When I was inspecting the transmission a couple weeks ago, I found this washer at the bottom of the gear box. Luckily it was not part of any of the internal pieces of the transmission, because you can imagine what kind of catastrophic failure that can happen when a loose part with all those gears spinning about. The part looked familiar, and it confirmed it when I looked to see if it was missing on this car.

The gear shifter uses this little cap washer to retain a spring which is held in by a c clip. This one must have fallen into the open transmission case when someone was working on the shifter. I put the washer back where it is supposed to live and all is well!

With the transmission back in place, I replaced the interior, and continued sorting out the rest of the car. I had a target date to get this car done, so I was trying my best to make it.

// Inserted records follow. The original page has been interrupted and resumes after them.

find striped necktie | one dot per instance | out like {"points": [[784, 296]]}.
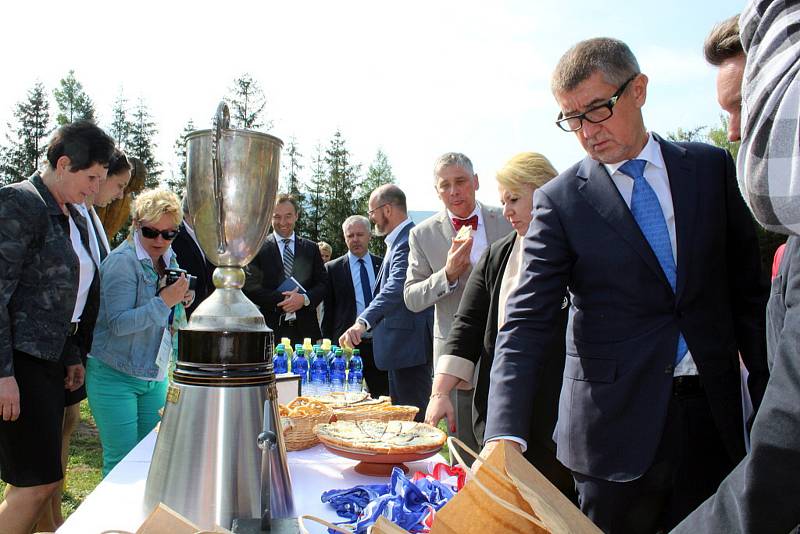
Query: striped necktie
{"points": [[288, 258]]}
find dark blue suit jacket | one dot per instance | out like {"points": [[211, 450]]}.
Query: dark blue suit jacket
{"points": [[400, 337], [624, 317]]}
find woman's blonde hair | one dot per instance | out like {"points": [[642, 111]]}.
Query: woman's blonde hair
{"points": [[152, 204], [526, 169]]}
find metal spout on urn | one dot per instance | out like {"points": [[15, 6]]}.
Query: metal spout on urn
{"points": [[220, 458]]}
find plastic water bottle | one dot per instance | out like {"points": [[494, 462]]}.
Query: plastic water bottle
{"points": [[355, 373], [300, 367], [319, 374], [338, 368], [280, 362]]}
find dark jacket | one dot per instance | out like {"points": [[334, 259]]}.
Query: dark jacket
{"points": [[38, 275], [265, 275], [625, 317], [340, 302], [191, 258], [473, 336]]}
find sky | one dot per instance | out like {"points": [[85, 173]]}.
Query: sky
{"points": [[415, 79]]}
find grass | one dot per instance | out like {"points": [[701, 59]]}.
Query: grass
{"points": [[84, 468]]}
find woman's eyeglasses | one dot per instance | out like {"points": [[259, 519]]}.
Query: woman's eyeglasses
{"points": [[152, 233]]}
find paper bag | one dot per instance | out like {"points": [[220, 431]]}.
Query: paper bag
{"points": [[508, 495], [165, 520]]}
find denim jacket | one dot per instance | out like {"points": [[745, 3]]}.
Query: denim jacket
{"points": [[38, 276], [132, 317]]}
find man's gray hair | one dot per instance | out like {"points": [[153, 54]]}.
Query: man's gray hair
{"points": [[390, 194], [609, 56], [355, 219], [452, 158]]}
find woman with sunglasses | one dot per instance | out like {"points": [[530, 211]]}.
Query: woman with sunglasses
{"points": [[44, 287], [126, 377]]}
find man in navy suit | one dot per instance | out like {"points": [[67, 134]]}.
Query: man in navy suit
{"points": [[289, 313], [351, 284], [659, 253], [402, 340]]}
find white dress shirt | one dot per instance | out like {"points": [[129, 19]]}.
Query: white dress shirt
{"points": [[87, 267], [355, 274], [655, 172]]}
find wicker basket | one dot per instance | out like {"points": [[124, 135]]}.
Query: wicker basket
{"points": [[379, 412], [298, 431]]}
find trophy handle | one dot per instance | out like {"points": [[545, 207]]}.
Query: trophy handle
{"points": [[222, 121]]}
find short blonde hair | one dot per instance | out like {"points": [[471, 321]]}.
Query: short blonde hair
{"points": [[152, 204], [526, 169]]}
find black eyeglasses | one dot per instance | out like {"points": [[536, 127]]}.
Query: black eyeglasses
{"points": [[152, 233], [376, 208], [595, 115]]}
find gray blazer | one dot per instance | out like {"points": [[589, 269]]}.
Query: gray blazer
{"points": [[762, 494], [426, 284]]}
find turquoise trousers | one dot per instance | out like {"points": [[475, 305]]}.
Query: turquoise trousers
{"points": [[125, 409]]}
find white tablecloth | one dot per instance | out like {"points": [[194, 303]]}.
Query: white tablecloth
{"points": [[117, 502]]}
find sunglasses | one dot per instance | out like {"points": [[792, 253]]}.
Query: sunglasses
{"points": [[152, 233]]}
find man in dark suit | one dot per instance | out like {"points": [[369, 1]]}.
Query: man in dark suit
{"points": [[351, 284], [660, 255], [192, 259], [290, 313], [402, 340]]}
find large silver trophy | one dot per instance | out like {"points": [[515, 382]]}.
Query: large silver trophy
{"points": [[220, 457]]}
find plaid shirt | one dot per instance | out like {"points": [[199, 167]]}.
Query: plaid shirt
{"points": [[769, 157]]}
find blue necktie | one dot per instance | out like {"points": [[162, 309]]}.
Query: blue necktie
{"points": [[365, 289], [647, 212]]}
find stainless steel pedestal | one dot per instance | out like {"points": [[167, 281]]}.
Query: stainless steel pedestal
{"points": [[207, 445]]}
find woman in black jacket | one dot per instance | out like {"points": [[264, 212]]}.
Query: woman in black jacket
{"points": [[481, 311], [44, 286]]}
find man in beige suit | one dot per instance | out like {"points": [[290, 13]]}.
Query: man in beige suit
{"points": [[438, 266]]}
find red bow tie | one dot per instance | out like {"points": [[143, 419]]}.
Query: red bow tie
{"points": [[472, 221]]}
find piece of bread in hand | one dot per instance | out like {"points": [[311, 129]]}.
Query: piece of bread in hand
{"points": [[464, 233]]}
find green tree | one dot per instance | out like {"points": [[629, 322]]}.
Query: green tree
{"points": [[247, 101], [121, 126], [292, 183], [27, 136], [768, 241], [340, 192], [177, 182], [73, 102], [315, 207], [140, 142], [378, 174], [719, 136]]}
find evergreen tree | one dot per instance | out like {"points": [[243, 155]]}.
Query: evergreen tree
{"points": [[140, 142], [120, 128], [315, 208], [719, 136], [378, 174], [340, 188], [177, 183], [26, 136], [73, 102], [247, 101], [292, 183]]}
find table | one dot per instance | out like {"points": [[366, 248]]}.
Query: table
{"points": [[117, 502]]}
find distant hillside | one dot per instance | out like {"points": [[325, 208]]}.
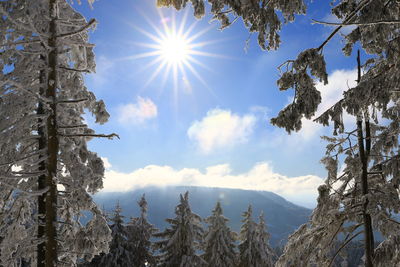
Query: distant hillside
{"points": [[282, 216]]}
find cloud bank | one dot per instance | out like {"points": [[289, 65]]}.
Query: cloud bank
{"points": [[137, 113], [220, 129], [301, 190]]}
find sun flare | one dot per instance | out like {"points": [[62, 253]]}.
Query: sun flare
{"points": [[175, 52], [175, 49]]}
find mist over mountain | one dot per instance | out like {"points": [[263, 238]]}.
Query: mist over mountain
{"points": [[282, 216]]}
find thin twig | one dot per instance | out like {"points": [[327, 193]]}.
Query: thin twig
{"points": [[356, 23]]}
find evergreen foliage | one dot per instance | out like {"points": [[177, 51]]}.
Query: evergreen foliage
{"points": [[219, 247], [182, 238], [366, 193], [120, 250], [44, 51], [253, 248], [140, 232]]}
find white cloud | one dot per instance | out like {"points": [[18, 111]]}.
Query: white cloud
{"points": [[137, 113], [103, 71], [221, 128], [301, 189]]}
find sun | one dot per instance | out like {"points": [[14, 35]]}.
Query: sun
{"points": [[174, 51]]}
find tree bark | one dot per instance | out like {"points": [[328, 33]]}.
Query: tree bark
{"points": [[41, 252], [50, 179], [368, 231]]}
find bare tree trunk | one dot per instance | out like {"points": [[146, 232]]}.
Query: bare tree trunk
{"points": [[50, 198], [368, 231], [41, 252]]}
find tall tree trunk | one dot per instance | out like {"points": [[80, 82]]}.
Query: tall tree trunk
{"points": [[364, 154], [50, 198], [41, 251]]}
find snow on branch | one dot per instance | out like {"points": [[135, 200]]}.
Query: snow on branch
{"points": [[109, 136], [91, 23], [356, 23]]}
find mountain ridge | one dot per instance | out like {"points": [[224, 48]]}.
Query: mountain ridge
{"points": [[282, 217]]}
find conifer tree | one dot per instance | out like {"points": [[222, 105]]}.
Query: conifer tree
{"points": [[120, 252], [253, 248], [219, 246], [140, 231], [267, 254], [368, 194], [47, 174], [182, 238]]}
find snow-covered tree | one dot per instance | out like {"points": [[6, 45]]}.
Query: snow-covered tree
{"points": [[253, 248], [47, 174], [219, 245], [266, 252], [120, 251], [367, 192], [182, 238], [140, 232]]}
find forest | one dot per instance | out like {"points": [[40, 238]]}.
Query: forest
{"points": [[49, 176]]}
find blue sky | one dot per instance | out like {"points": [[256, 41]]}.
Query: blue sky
{"points": [[215, 132]]}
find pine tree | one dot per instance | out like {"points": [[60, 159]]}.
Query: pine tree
{"points": [[267, 254], [120, 251], [47, 174], [368, 194], [219, 247], [253, 248], [182, 239], [140, 232]]}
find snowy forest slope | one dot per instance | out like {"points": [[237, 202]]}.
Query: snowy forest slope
{"points": [[282, 216]]}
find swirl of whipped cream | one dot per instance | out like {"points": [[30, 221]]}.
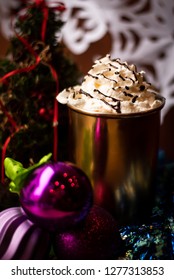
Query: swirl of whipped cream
{"points": [[112, 86]]}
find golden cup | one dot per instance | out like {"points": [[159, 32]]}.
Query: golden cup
{"points": [[118, 152]]}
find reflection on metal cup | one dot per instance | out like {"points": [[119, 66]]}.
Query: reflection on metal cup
{"points": [[118, 152]]}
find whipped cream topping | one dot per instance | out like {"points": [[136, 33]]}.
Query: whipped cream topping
{"points": [[112, 86]]}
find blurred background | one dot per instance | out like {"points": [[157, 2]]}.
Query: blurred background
{"points": [[137, 31]]}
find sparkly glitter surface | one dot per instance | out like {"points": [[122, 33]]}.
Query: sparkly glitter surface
{"points": [[155, 239]]}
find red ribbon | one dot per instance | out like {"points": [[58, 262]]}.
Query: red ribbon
{"points": [[45, 11]]}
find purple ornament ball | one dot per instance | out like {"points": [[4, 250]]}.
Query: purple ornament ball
{"points": [[57, 196], [20, 239], [96, 238]]}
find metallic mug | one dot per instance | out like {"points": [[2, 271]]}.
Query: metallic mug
{"points": [[119, 155]]}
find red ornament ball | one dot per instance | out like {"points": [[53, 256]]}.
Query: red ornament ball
{"points": [[20, 239], [57, 196], [96, 238]]}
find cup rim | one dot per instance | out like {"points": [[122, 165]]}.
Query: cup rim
{"points": [[120, 115]]}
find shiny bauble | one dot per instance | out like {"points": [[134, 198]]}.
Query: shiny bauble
{"points": [[57, 196], [97, 237], [20, 239]]}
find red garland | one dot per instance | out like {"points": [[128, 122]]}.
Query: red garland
{"points": [[40, 4]]}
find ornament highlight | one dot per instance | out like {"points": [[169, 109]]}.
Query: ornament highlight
{"points": [[97, 237], [56, 196], [20, 239]]}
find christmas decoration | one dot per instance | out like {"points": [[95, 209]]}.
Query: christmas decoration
{"points": [[97, 237], [37, 69], [56, 196], [20, 238]]}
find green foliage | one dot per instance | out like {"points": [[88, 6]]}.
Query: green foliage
{"points": [[29, 97]]}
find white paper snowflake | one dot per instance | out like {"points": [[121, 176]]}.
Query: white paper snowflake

The freshly sealed and painted steering box was reinstalled.

As I was testing the transmission and sorting out some of the overdrive electrics, I noticed the cooling fan wasn’t engaging. Checking the thermostatic switch, I found it wasn’t working, so I would have to swap that out, but I saw something else that didn’t look good.

Wisps of steam was coming out of the side of the radiator. I could see where the pressurized coolant was weeping out of the radiator, so I called the owner and told him we would need a little more time with the car.

These leaks could be watched, and coolant could be filled whenever the levels got low, but a repair would eventually have to be done.

This looked like the original core to this radiator, and some of the cooling tubes were starting to separate from he header tank. My radiator shop can order an exact copy of the original core, and have it done in about a week, so I immediately pulled the radiator to send it out. I might not make the original deadline, but I’m making this car right.